Vivemos uma época de grandes conflitos, impulsionados pelas transformações estruturais do sistema capitalista nas últimas décadas. O neoliberalismo, por exemplo, falhou na promessa de promover um novo ciclo de desenvolvimento econômico sustentável e inclusivo, levando à crise da globalização com o recrudescimento da concorrência predatória entre empresas e países, aumento das desigualdades e o retorno da geopolítica, inclusive na forma de guerras.
Paralelamente, as novas tecnologias de informação e de comunicação, a automação, a robótica, a inteligência artificial, dentre outras inovações, têm permitido maior produtividade, maior conectividade e facilitado o trânsito de pessoas e mercadorias em escala global. Mas, também favorecem uma brutal precarização do trabalho, como ocorre com os motoristas de aplicativos, dentre outros exemplos.
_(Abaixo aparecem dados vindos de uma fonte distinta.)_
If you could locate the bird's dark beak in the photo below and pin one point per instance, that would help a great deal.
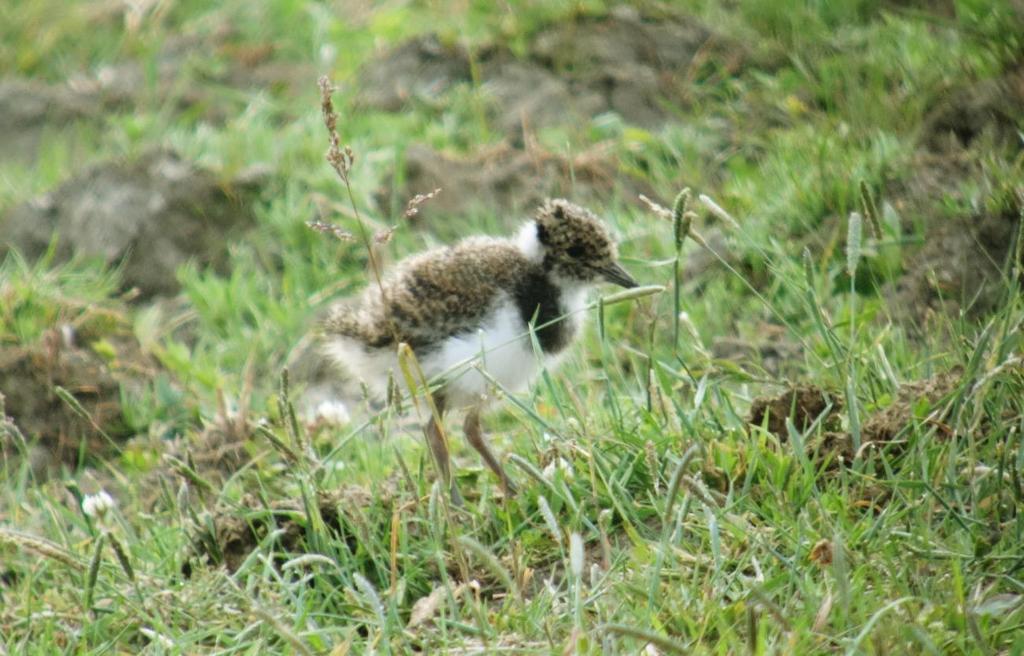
(619, 275)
Finalmente, o advento das chamadas redes sociais revolucionou a forma como nos comunicamos, tornando a produção e disseminação de informações mais acessível do que nunca. Atualmente, qualquer indivíduo pode criar conteúdo, opinar sobre temas públicos e, eventualmente, alcançar audiências amplas, o que representa um inegável avanço na democratização das comunicações. Todavia, essa nova dinâmica também trouxe desafios importantes. Entre eles, a formação das chamadas “bolhas de opinião”, resultantes da tendência dos indivíduos a se refugiarem onde encontram reforço para suas crenças preexistentes. Essa tendência é reforçada pelos algoritmos programados para capturar e fidelizar usuários entregando sempre mais dos conteúdos que preferem. Como resultado, temos um esvaziamento dos espaços de debate provocado pelo insulamento de nichos de opinião ultra homogêneos, a cristalização das divergências, além da disseminação de fake news, boatos e desinformação.
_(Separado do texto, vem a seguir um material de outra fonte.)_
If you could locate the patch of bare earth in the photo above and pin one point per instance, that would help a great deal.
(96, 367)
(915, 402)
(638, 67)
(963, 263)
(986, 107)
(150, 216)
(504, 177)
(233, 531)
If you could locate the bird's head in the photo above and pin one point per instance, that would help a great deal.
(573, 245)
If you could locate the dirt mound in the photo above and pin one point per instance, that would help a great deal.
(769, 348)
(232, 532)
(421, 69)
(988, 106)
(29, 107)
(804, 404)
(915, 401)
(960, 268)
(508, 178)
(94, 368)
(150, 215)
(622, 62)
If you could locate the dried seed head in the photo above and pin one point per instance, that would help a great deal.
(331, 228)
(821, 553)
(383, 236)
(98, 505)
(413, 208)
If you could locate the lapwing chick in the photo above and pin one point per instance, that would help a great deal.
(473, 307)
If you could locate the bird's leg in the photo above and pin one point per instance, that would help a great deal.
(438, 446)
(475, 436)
Tais transformações desafiam os mecanismos tradicionais de coordenação social, como o Estado, partidos, a mídia, as religiões e os sistemas educacionais, que já não conseguem exercer suas funções de orientação e tutela com a mesma eficiência anterior. Daí a emergência de um mal-estar difuso e coletivo que leva a situações próximas ao estado de anomia social definido por Durkheim como um fenômeno sociológico ligado à falta de normas sociais claras, onde os indivíduos se sentem desconectados e sem um guia moral positivo que oriente suas ações (DURKHEIM,2013).
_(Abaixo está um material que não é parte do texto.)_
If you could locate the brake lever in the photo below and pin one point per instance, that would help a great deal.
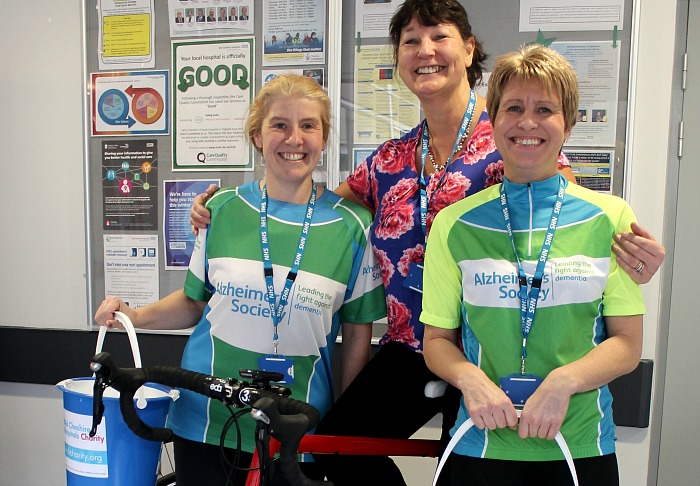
(98, 408)
(101, 365)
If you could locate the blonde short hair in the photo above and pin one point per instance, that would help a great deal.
(287, 86)
(540, 63)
É neste contexto que ressurgem, em diversas partes do mundo, movimentos sociais autoritários, de extrema direita, alguns com traços neofascistas. Esses movimentos se apresentam como alternativas “antissistêmicas” e buscam conquistar espaços de poder mobilizando sentimentos como o medo, a raiva e o ressentimento. Para capitalizar o descontentamento popular, canalizam esses afetos negativos contra minorias, instituições democráticas e valores progressistas. Utilizam narrativas autoritárias, nacionalistas e excludentes onde, com frequência, há um “inimigo” cuja derrota é a imprescindível para a retomada de um status quo prévio, supostamente perdido. Esse inimigo pode assumir a forma de imigrantes, minorias, comunistas, corrupção ou qualquer outra entidade mítica, dependendo das circunstâncias.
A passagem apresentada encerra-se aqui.